Students at Holbrook Elementary School got the chance to explore space and see the Earth from a Martian’s point of view last week without the risks that space and shuttle travel entail. The students explored the solar system in Starlab, an inflatable planetarium, which took them out of their ordinary gym and into the atmosphere.

“It was awesome,” said Elijah Mosquera, 10, a fifth grader who got to explore the Earth’s spheres with his class. “I really liked it when the Earth came zooming towards us. It was cool.”

His teacher, Diedre Capers, said that the planetarium offered a wonderful opportunity for her students, allowing them to actually see and experience what they learn in the classroom.

“They’re able to take a visit into space instead of just looking at a map. They are actually able to see the many facets of the planet and see the cryosphere and hydrosphere,” said Capers. “It’s a great way to integrate science and technology for the students.”

The students weren’t the only ones who got the chance to step into outer space; their parents got to share the experience during Curriculum Night, Oct. 3.

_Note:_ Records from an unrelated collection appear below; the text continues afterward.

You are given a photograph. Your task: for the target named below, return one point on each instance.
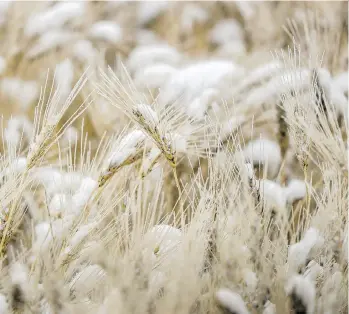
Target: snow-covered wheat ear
(126, 152)
(45, 134)
(283, 137)
(47, 118)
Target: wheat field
(174, 157)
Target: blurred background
(67, 37)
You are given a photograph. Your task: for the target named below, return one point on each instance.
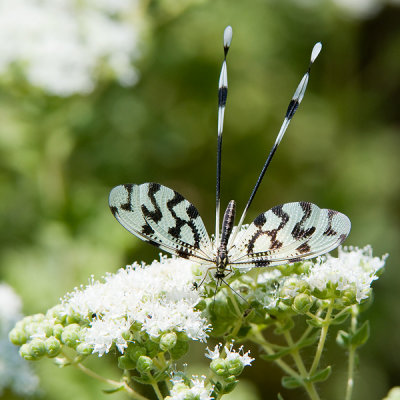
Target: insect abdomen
(227, 223)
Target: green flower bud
(144, 364)
(234, 366)
(152, 348)
(58, 313)
(322, 294)
(283, 307)
(53, 347)
(17, 336)
(180, 349)
(134, 351)
(58, 329)
(25, 352)
(303, 267)
(84, 349)
(348, 297)
(125, 362)
(38, 317)
(47, 327)
(37, 348)
(219, 367)
(70, 335)
(231, 383)
(168, 341)
(73, 319)
(32, 328)
(302, 303)
(127, 335)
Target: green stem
(309, 386)
(89, 372)
(322, 339)
(352, 355)
(155, 387)
(157, 390)
(259, 339)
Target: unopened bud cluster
(42, 335)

“Adults were lining the gym to get the chance to go into the Starlab,” said Christine Giusto-Weibl, an educational technologist, who ran the Starlab’s software program, allowing the students and parents see the sunrise on Mars. “They all seemed to really love the chance to not only go into the planetarium, but also see first-hand what their children were learning.”

While the students had slightly different experiences inside the Starlab based on their grade-level, their reactions were all the same when they stepped in and got to see outer space. Whether in pre-kindergarten or fifth grade, students all gasped when they stepped into the darkness and saw the stars and shrieked as the moon zipped by overhead.